Braunschweig. Unser Autor regt sich an empfindlichen Tagen unfassbar über Ausrufezeichen auf. Die Lösung kommt aus dem spanischen Sprachraum.

Es gibt diese Tage: Cortisolpegel unter der Decke, jede Ansprache zu viel, Blutdruck. Wenn es in der Innensicht als gerechtfertigte Maßnahme erscheint, wahllos Mitmenschen auf der Straße anzubrüllen. Tage eben, an denen die Haut dünner, die Lunte kürzer, der Stresspegel höher ist. An solchen Tagen sollte rein digitale Kommunikation gemieden werden, denn dann kann schon ein Ausrufezeichen den Unterschied machen zwischen Eskalation und konstruktivem Ende.

„Ich brauche das bitte heute noch!“, klingt gelesen dann ja viel aggressiver als „Ich brauche das bitte heute noch“. Dabei muss das Ausrufezeichen ja gar keinen harschen Befehlston bedeuten, es kann ja auch einfach nur Hilflosigkeit sein oder der Ausdruck von Dringlichkeit. Dennoch: Ohne Tonlage, Gesichtsausdruck und Gestus kann ein Ausrufezeichen den Unterschied machen zwischen Ausrasten und Abarbeiten.

Erst ein ¡ ohne ! macht das Ganze rund

Ich votiere daher dafür, dass wir uns in der schriftlichen Kommunikation etwas von den Spaniern abschauen. Die fangen Sätze, die mit einem ! enden, nämlich mit einem ¡ an und das finde ich ziemlich smart: „¡Ich brauche das bitte heute noch!“ Da kriegt man die Keule nicht erst am Satzende. Und wenn jemand den Satz mit ¡¡¡ beginnt, weiß ich gleich: Ich lese nicht weiter!!!

Besonders geil: die höfliche Aufforderung. Hier beginnt der Satz mit ¡ und endet mit einem Punkt.
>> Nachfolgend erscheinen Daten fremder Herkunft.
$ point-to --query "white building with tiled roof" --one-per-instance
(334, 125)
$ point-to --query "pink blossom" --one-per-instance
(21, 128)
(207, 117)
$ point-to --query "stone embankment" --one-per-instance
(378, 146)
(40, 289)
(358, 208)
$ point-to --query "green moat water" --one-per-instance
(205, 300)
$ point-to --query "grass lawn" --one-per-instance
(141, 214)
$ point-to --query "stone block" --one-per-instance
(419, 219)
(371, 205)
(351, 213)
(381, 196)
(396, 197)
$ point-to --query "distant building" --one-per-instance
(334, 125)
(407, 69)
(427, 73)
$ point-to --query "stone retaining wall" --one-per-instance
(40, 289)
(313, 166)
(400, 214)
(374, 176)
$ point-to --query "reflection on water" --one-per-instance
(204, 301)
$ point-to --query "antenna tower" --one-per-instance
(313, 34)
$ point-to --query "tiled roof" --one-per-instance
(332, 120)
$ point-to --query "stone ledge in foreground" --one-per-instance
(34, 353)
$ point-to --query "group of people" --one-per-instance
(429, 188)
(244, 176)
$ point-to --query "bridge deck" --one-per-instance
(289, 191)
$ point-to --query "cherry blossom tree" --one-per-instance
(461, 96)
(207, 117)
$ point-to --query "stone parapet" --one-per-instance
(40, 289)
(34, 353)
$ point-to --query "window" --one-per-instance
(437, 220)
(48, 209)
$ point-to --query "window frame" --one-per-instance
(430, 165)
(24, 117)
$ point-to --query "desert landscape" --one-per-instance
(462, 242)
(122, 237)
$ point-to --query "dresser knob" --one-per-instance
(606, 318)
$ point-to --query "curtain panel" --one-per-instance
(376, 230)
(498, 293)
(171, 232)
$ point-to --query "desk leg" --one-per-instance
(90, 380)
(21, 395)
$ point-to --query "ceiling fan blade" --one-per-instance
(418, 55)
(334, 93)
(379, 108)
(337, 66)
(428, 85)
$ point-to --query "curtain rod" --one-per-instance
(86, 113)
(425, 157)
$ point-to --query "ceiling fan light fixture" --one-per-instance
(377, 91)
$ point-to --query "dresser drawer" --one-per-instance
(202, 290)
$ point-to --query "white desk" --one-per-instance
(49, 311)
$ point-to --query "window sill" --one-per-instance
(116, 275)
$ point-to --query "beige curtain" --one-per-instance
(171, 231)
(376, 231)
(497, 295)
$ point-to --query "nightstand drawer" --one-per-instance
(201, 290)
Da bin ich dann an schlechten Tagen auf Zinne, lese den Satz erst mit besonderer Wut und lande am Ende im Leeren. Ich glaube, das wirkt versöhnlich, und ich nehme die Aufforderung dann wahrscheinlich wirklich als weniger fordernd wahr. Wo ist das ¡ auf dem Smartphone? Meist: Einfach das ! lange drücken, um das ¡ zu kriegen. Ich werde versuchen, es in meine Chat-Kommunikation zu integrieren. Und zwar grundsätzlich ohne ! am Ende!